- Born: Berek or Bronek Jakubowicz 18 November 1919 Poland
- Died: 30 January 2004 (aged 84)
- Medical career
- Profession: Dentist
- Notable works: The Dentist of Auschwitz: A Memoir

= Benjamin Jacobs (dentist) =

Holocaust survivor, memoirist, and dentist (1919-2004)

Benjamin Jacobs, born Bronek Jakubowicz or Berek Jakubowicz, was a dentist who in 1941, was deported from his Polish village and remained a Nazi prisoner until the final days of the Second World War. He survived Auschwitz and the death march to the Baltic, with the help of his dental tools.
In 1945, he then survived the Royal Air Force attack on the ocean liners turned into prison camps in the Bay of Lubeck. After the war, he settled in Boston, USA, worked as a dentist and toured to give interviews about his wartime experiences. In 1995, he published his memoirs, The Dentist of Auschwitz: A Memoir, recounting his experiences and revulsion at having to strip gold from prisoners at Auschwitz in exchange for extra provisions for his family.

In 2004, with co-author Eugene Pool, he recounted the Bay of Lubeck incident in a book entitled The 100-Year Secret: Britain's Hidden WWII Massacre.

==Life==
Bronek Jaciebowicz also spelled Berek Jakubowicz, and later known as Benjamin Jacobs, was born in 1919. In June 1941, he was a first year dental student and one of 160 men aged between 16 and 60 that were taken from the small town of Dobra in western Poland by the occupying Nazis and sent on a journey through a series of labour and concentration camps.

On the advice of his mother, he carried his dental tools and despite being limited as to which procedures he could perform, he became known as "the dentist" and was sought after for his treatments. He performed simple dental procedures including draining a fistula and cleaning gums with iodine. His bright red box, containing his dental tools, became "his passport to survival".

At Buchenwald and Mittelbau-Dora concentration camps, he was involved in building V-1 flying bombs and V-2 rockets.

Once at Auschwitz with his father and brother (Josek), he was appointed to the dental station to treat SS men and was also given the job of extracting gold from the corpses of people murdered by the Nazis. It was hard to do and he recounted "I heard the voices of broken hearts and crushed souls". He also witnessed the selection processes and labouring in the mines. Despite saving extra rations for his family, his father died. At Auschwitz, he also crossed paths with Adolf Eichmann. Jacobs has been recalled in the memoirs of Sam Pivnik, another Holocaust survivor who described his experiences at Fürstengrube subcamp.

He survived the Royal Air Force attack on the ocean liners turned into prison camps, the SS Cap Arcona, SS Thielbek and the SS Deutschland in the Bay of Lubeck in 1945.

After the Second World War was over, Jacobs toured the United States and other places to share his experiences and speak of the people he had tried to help, but did not write his memoirs until he was in his eighties. At the time, he was suffering from cancer of the throat.

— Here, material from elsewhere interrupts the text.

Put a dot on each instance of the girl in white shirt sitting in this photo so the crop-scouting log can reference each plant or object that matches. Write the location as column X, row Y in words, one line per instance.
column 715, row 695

==The Dentist of Auschwitz: A Memoir==
Jacobs wrote his memoirs which were published by the University Press of Kentucky in 1995. The Dentist of Auschwitz: A Memoir recounts his experiences and revulsion at having to strip gold from prisoners at Auschwitz in exchange for extra provisions for his family.

The book has been acknowledged as a unique witness account of the "perverted way of life" at Auschwitz and has been used as a case study to examine the traumas and ethical dilemmas faced by Jews who held "privileged" positions in the ghettos and concentration camps.

He writes in the book that "Jews were verbally abused and often beaten in broad daylight". It has been described as a "hard read", but a valuable first-hand testimony of dentistry in Auschwitz. Defined as having "Wieselian darkness", it has been compared to Night, a novella by Elie Wiesel.

==The 100-Year Secret: Britain's Hidden WWII massacre==
Jacobs and Eugene Pool authored The 100-Year Secret : Britain's Hidden WWII Massacre, published by The Lyons Press in 2004, in which Jacobs gives a first hand account of the Cap Arcona disaster, one of a few known memoirs of the incident.

He was rescued by a motorized fishing boat.

==Death==
Jacobs died on 30 January 2004.

==Publications==
- The Dentist of Auschwitz: A Memoir. University Press of Kentucky, 1995. ISBN 0813118735
- The 100-year secret : Britain's hidden WWII massacre, The Lyons Press (2004), ISBN 9781592285327.